Knockout and conditional deletion models of TGF-β isoforms, receptors, and signaling mediators, as well as function-blocking reagents targeting all TGF-β isoforms, have revealed essential roles for TGF-β in T-cell, cardiac, lung, vascular, and palate development. Mice deficient in TGF-β1 either die in utero, owing to defects in yolk sac vasculogenesis, or survive to adulthood with severe multiorgan autoimmunity. Genetic deletion of TGF-β signaling mediator Smad2 reveals that it is essential in early patterning and mesodermal formation. Mice lacking Smad3 are viable and fertile, but exhibit limb malformations, immune dysregulation, colitis, colon carcinomas, and alveolar enlargement. In adult tissues, the TGF-β pathway is involved in the immune, mesenchymal, and epithelial cell interactions to maintain homeostasis in response to environmental stress.

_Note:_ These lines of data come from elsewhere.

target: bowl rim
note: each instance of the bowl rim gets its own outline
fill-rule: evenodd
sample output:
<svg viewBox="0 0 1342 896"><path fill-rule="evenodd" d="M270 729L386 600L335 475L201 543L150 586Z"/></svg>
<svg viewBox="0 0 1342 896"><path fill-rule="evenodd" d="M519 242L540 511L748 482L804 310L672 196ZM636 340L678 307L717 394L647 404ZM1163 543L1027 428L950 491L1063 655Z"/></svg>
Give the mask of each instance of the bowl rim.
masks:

The homeostatic pathways mediated by TGF-β are perturbed in response to chronic repetitive injury. TGF-β is a major profibrogenic cytokine in response to injury, delaying epithelial wound healing. TGF-β inhibits epithelial proliferation and migration, promotes apoptosis, and expands the mesenchymal compartment by inducing fibroblast recruitment, fibroblast contractility, and extracellular matrix deposition. Intratracheal transfer of adenoviral recombinant TGF-β1 to the rodent lung dramatically increases fibroblast accumulation and expression of type I and type III collagen around airways and in the pulmonary interstitium. Neutralizing anti-TGF-β antibodies can block bleomycin or radiation-induced pulmonary fibrosis.

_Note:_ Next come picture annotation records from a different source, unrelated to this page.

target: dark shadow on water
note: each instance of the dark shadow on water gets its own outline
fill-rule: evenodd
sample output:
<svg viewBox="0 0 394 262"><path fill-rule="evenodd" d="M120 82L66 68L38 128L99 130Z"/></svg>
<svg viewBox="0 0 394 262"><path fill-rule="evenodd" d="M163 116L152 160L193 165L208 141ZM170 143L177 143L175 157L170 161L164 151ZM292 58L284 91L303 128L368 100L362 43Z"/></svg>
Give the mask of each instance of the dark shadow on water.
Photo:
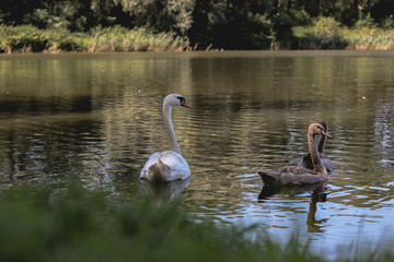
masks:
<svg viewBox="0 0 394 262"><path fill-rule="evenodd" d="M263 186L260 193L258 194L258 202L269 201L275 194L301 194L304 192L311 192L311 202L308 211L306 226L309 233L323 233L323 224L328 218L316 219L316 211L318 202L327 202L326 183L308 184L299 187L271 187Z"/></svg>
<svg viewBox="0 0 394 262"><path fill-rule="evenodd" d="M141 180L140 192L143 195L150 195L158 204L165 204L170 201L176 201L181 198L182 192L189 184L190 177L184 180L171 182L150 182Z"/></svg>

Increased TGF-β activity can play a role in fibrotic lung disease, glomerulosclerosis, and restenosis of cardiac vessels, primarily mediated by TGF-β1. TGF-β1 function in humans is complex, as indicated by hereditary disorders involving either TGF-β1 itself or its signaling effectors. Mutations that increase the activity of the TGF-β pathway lead to defects in bone metabolism (ie, Camurati-Engelmann disease), in connective tissue (ie, Marfan syndrome), and in aortic aneurysms (ie, Loeys-Dietz syndrome). Mutations that lead to decreased activity of the TGF-β pathway correlate with cancer. The role of TGF-β as a tumor suppressor in cancer is not straightforward, however, because TGF-β can also enhance tumor growth and metastasis.
Despite the multiple essential functions of TGF-β, a single dose or short-term administration of a pan-TGF-β neutralizing antibody is well tolerated. No side effects are observed in rodents at doses that inhibit organ fibrosis or carcinoma cell growth and metastasis. This treatment also effectively inhibits experimental fibrosis. Single-dose phase I/II clinical trials using neutralizing pan-TGF-β antibodies are ongoing for metastatic renal cell carcinoma, melanoma, focal segmental glomerulosclerosis, and idiopathic pulmonary fibrosis (Genzyme Corporation, available at genzymeclinicalresearch.com).